Israel's Gaza invasion provides evidence of at least seven serious violations of international law, notes George E. Bisharat, a University of California Hastings law professor. If Israel will not be held accountable in international venues, the "court of last resort" might be international civil society, whose tools for nonviolent enforcement include boycotts, divestment and sanctions.By George E. Bisharat
Special to The Times
Originally published February 4, 2009 at 5:00 PM
Page modified February 5, 2009 at 4:41 PM
Courtesy Of The Seattle Times
"THE boss has lost it," many Israeli military and political officials, and people on the street, were reportedly joking after their army's recent devastation of the Gaza Strip. As Israeli journalist Uri Avnery observed, the jest means that: " ... in order to deter our enemies, we must behave like madmen, go on the rampage, kill and destroy mercilessly."George Bisharat is a professor at University of California Hastings College of the Law and writes frequently on law and politics in the Middle East. He is speaking at both the University of Washington's School of Law and Department of Political Science today.
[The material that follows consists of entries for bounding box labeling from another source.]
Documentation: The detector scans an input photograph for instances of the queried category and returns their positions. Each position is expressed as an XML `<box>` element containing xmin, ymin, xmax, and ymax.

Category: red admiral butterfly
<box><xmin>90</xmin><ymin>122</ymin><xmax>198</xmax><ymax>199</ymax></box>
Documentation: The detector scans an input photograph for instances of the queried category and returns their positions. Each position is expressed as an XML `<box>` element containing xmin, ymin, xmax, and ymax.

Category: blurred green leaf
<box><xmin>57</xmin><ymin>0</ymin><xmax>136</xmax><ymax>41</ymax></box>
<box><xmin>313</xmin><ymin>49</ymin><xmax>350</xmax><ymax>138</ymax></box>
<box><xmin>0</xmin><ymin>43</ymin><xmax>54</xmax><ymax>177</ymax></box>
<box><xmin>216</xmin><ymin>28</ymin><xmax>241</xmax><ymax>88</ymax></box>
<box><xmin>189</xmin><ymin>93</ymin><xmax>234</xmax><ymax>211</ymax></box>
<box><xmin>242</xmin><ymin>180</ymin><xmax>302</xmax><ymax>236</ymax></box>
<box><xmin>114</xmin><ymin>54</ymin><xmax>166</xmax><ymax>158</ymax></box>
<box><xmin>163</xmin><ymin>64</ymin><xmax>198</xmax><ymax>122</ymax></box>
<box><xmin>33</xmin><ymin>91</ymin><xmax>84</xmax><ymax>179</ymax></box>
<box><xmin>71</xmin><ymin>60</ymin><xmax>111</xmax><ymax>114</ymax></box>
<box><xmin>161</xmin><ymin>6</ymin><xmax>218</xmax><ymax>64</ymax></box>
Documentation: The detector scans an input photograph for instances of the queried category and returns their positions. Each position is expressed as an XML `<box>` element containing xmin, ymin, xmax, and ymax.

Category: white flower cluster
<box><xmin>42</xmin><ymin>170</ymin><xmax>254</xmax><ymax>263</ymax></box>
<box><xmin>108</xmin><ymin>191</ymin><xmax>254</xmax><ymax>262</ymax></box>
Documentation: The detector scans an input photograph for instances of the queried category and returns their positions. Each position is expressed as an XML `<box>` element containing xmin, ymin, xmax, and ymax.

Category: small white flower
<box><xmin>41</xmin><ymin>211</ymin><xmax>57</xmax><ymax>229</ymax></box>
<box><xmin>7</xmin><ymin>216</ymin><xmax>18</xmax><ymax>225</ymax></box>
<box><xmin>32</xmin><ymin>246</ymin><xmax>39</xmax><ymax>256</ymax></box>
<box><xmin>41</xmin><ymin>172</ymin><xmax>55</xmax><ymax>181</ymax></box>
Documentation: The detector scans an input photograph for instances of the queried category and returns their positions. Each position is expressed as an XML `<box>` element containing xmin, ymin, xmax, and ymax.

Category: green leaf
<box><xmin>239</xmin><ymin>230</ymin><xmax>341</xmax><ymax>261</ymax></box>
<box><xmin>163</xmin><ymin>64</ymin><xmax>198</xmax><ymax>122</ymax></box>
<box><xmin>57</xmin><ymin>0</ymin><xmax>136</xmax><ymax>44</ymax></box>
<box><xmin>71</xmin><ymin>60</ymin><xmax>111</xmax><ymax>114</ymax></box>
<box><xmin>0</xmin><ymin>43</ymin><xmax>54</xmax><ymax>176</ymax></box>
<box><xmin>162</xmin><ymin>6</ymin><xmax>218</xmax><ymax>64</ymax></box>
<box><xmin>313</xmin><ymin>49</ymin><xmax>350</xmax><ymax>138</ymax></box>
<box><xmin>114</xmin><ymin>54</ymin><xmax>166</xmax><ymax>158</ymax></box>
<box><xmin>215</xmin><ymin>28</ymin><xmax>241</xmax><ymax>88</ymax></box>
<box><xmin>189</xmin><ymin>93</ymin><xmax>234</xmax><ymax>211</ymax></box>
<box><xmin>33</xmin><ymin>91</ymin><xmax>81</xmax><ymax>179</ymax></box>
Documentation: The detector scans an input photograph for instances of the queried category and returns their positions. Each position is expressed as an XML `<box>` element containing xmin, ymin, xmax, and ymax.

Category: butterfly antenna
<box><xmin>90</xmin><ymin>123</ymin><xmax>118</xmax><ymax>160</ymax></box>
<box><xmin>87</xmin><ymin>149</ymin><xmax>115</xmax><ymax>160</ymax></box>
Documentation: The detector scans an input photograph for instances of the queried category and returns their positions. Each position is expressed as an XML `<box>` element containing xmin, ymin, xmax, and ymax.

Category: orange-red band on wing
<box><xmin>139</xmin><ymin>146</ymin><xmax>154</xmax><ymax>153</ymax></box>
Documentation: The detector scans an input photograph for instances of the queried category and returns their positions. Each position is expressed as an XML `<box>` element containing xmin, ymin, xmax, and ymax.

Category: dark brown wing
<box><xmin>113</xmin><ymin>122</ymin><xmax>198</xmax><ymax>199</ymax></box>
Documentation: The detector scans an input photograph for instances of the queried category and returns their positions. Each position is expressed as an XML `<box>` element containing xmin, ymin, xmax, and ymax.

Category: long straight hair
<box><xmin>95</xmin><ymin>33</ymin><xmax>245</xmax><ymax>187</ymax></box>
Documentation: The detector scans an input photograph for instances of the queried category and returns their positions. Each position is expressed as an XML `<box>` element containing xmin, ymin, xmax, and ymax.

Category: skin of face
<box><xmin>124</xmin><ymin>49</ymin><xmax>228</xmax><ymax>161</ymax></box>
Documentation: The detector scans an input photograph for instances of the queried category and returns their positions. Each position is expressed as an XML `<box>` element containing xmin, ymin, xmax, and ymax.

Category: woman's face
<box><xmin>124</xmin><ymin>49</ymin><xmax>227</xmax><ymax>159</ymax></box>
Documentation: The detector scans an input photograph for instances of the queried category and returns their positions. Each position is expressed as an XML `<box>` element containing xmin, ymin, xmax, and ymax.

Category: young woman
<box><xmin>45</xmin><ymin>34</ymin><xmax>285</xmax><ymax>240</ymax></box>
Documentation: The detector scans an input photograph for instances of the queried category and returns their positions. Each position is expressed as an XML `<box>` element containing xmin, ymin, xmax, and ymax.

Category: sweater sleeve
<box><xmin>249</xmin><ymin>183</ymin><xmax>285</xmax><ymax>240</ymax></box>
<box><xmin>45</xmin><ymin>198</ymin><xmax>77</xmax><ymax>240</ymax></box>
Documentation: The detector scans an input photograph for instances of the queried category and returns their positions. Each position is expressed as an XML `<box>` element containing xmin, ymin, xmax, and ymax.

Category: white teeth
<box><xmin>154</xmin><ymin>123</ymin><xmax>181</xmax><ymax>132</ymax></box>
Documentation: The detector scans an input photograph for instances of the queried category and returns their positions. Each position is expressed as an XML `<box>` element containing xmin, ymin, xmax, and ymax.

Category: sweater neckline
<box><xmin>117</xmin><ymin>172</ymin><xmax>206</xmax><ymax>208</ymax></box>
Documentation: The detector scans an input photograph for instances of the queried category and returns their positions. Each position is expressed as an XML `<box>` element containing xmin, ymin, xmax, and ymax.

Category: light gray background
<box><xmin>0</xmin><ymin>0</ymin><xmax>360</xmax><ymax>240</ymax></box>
In fact, the "boss has lost it" is an unselfconscious admission of policies that violate international law, and could at some point be used against Israeli leaders in a criminal prosecution.
Evidence suggests that Israel may have committed at least seven serious offenses during its Gaza invasion: launching a war of aggression (because Israel itself triggered the breakdown of a six-month truce, and therefore did not have a valid claim of self-defense); deliberate targeting of civilian infrastructure; deliberate killings of civilians; collective punishment; illegal use of weapons, including white phosphorous; preventing care to the wounded; and disproportionate use of force.
These constitute grave breaches of customary and conventional international law, and some amount to war crimes. Hamas' indiscriminate rocket attacks on Israeli civilians were also war crimes, but did not justify Israel's violations.
What is the likelihood that Israel leaders faced with allegations of war crimes will ever be investigated and brought to justice?
Israel has not accepted the jurisdiction of the International Criminal Court, formed in 2002 to try crimes against humanity and other serious international crimes, and thus its nationals cannot be prosecuted there. Meanwhile, the International Court of Justice, the main judicial organ of the United Nations, deals only with states — and Palestinians do not have a state.
Normally, the United Nations Security Council could establish a special international criminal tribunal, as it did following genocide in Rwanda and ethnic cleansing in the former Yugoslavia. But any effort to investigate allegations of Israeli war crimes faces the certainty of a U.S. veto. Since 1970, the United States has vetoed resolutions censuring Israel 41 times.
About a dozen nations worldwide, including the United Kingdom, Spain and Belgium, have laws bestowing "universal jurisdiction" over genocide, war crimes, torture and other similar offenses. These states try cases irrespective of the nationalities of the parties or the location of the alleged offenses when they are grave enough to be considered crimes against all humanity. They offer another potential venue for the prosecution of suspected Israeli war criminals.
Yet when Belgium permitted litigation against former Israeli Prime Minister Ariel Sharon and others for their roles in the 1982 massacres of Palestinians in Sabra and Shatila refugee camps in Beirut, the U.S. brought withering pressure, threatening to move NATO headquarters from Brussels if the case were not shut down. It was halted, shortly thereafter, by Belgian parliamentary legislation.
Thus, perhaps the "court of last resort" is that of international civil society, whose tools for nonviolent enforcement include boycotts, divestment and sanctions. That route, once so effective in helping to end apartheid in Africa, offers a powerful model for those seeking justice in Israel/Palestine today. Israel is both sensitive to Western opinion and dependent on trade and would likely respond to ostracism.
Ending Israel's impunity should be a priority for us all. Palestinians clearly bear the brunt of Israel's violence. Israelis face a future of endemic conflict in a region that will never bow to pure might. We Americans suffer by acting as Israel's principal enabler and accomplice, isolating ourselves from much of the world and multiplying our enemies. International law — which protects the powerful and weak alike — is diminished when one nation tramples basic legal principles without consequence.
Two years ago, I was contacted by the sister of a U.N. peacekeeper who had been killed along with three colleagues in a July 2006 Israeli artillery strike on their observer post in Lebanon. She sought my guidance in pushing for accountability for her innocent brother's death. Israel never acknowledged any culpability, and the woman's quest continues.
We have kept in touch. Before the latest cease-fire in Gaza, she poignantly remarked: "I'm watching with growing horror and can't help wonder: What if accountability had been practiced in prior years?"
The answer should be clear. It is time, now, to act.